La mission

(News of the World)

2021

réalisé par: Paul Greengrass

avec: Tom HanksHelena ZengelTom Astor 

Aussi différent soit-on, on porte tous dans nos cœurs au moins un film avec Tom Hanks. “Seul au monde”, “Il faut sauver le soldat Ryan” ou encore “Forrest Gump”, autant de chef-d’œuvres qui confèrent une aura particulière à l’acteur, lui faisant bénéficier d’une certaine bienveillance de la part du public. Nous-même chez les Réfracteurs, grands râleurs devant l’infini, on doit bien concéder au comédien une certaine connivence. En le voyant enfiler les santiags pour se plier à l’exercice du western, notre curiosité était piquée et c’est sans à priori qu’on plonge dans son incarnation du capitaine Kidd, un vétéran de la guerre de sécession qui parcourt le Texas pour accomplir un travail bien particulier: lire les nouvelles du journal à la population massée pour l’écouter. Son périple va croiser la trajectoire de Johanna (Helena Zengel, aperçue déjà dans “Benni” dont on vous disait le plus grand bien ici), une fillette enlevée toute jeune par une tribu d’indiens et qui a tout oublié des us et coutumes de notre société. Kidd va accepter de sillonner l’État pour reconduire la petite jusqu’à une famille qu’elle n’a jamais connue. On a beau être enthousiaste à l’entame du long métrage, le cinéaste Paul Greengrass va se révéler être loin du niveau de nos attentes.

Erreur presque éliminatoire pour “La mission”, c’est justement dans son utilisation de Tom Hanks que l’œuvre nous a parue la plus fragile. Si l’acteur fait clairement de son mieux avec la partition qu’on lui propose, son rôle semble presque plus vrai que nature: positif à l’excès, altruiste en diable, ce héros censé incarner une part des USA de son époque n’est jamais suffisamment creusé pour marquer les esprits.

Ce mal, il s’étend au duo que forme le captain Kidd et Johanna. Moteur du long métrage d’un bout à l’autre, cette paire si différente ne prend jamais vraiment et ne sert que de support à une morale convenue. “La mission” ne propose qu’un récit balisé, défini d’entrée par cet assemblage improbable et qui sent pourtant le déjà-vu.
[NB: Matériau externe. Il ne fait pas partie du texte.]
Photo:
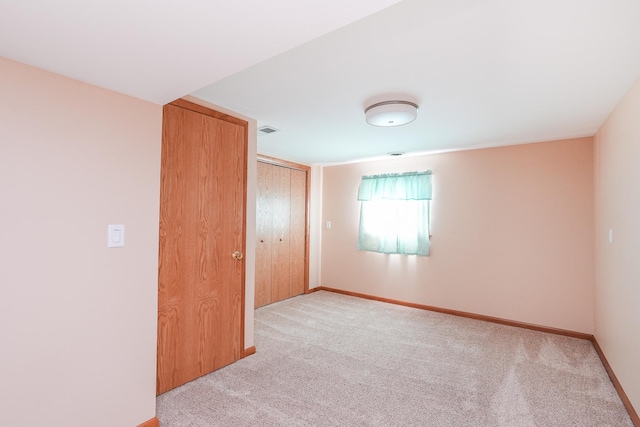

Collection de scènes ayant pour but de dessiner un portrait réaliste des USA d’antan, le film ne finit par n’être qu’un flacon un peu vide enrobé de passages mielleux à souhait, pour ne pas dire un peu niais. Greengrass ne se transcende jamais et nivelle son histoire par le bas en lui donnant des accents naïfs.

« Hu dada! »

La preuve la plus criante est sans doute dans la sous-utilisation du travail du captain Kidd. Il y avait la place, et la pellicule tente bien d’y parvenir timidement par moments, pour réfléchir sur la place de l’information dans nos vies et comment on l’accueille, le pouvoir des histoires pour résonner en nous. Mais non, plein de paresse, Greengrass se dédouane assez rapidement de tout fond trop pertinent pour rester le plus politiquement correct possible.

Tout n’est pourtant pas à jeter: si le réalisateur n’est pas un excellent raconteur, sa mise en image peut impressionner un instants. La photo de “La mission” est efficace et rend justice aux grands espaces américains et aux visages de ses personnages. On s’abandonne un temps aux séduisants appels du western pour se laisser embarquer malgré nos réticences, comme une habitude de cinéphile tenace.

Quand en plus ces visuels intéressants sont assemblés d’une manière intelligente, on est proche du bon moment. Greengrass ne prend pas de risque et c’est dommage, mais il maîtrise le rythme de ses séquences, insufflant la tension nécessaire à l’instant T. “La mission” n’est pas ennuyeux, il est seulement vain.

Car en dehors de la construction même des scènes, le film voudrait se faire passer pour un road-movie un peu décousu mais qui tisse progressivement un fil spirituel. Il n’en est rien, le pari de la cavalcade remplie d’émotions est perdu. “La mission” est traînant, voire carrément ronflant. Il n’y a pas de véritables évolutions des personnages, simplement un statu quo qu’on étale poussivement.

L’impression tenace d’avoir vécu un film vide de sens subsiste, rythmée par des pseudo scènes d’action parfois inutiles et qui ne servent qu’à marteler ce que Greengrass ne sait pas suggérer. “La mission” avait tout ce qu’il fallait pour fonctionner, sauf le metteur en scène adéquat.

On oubliera bien vite “La mission” tant le film manque de relief et de charme. Une histoire somme toute convenue qui ne rend pas hommage à ses images.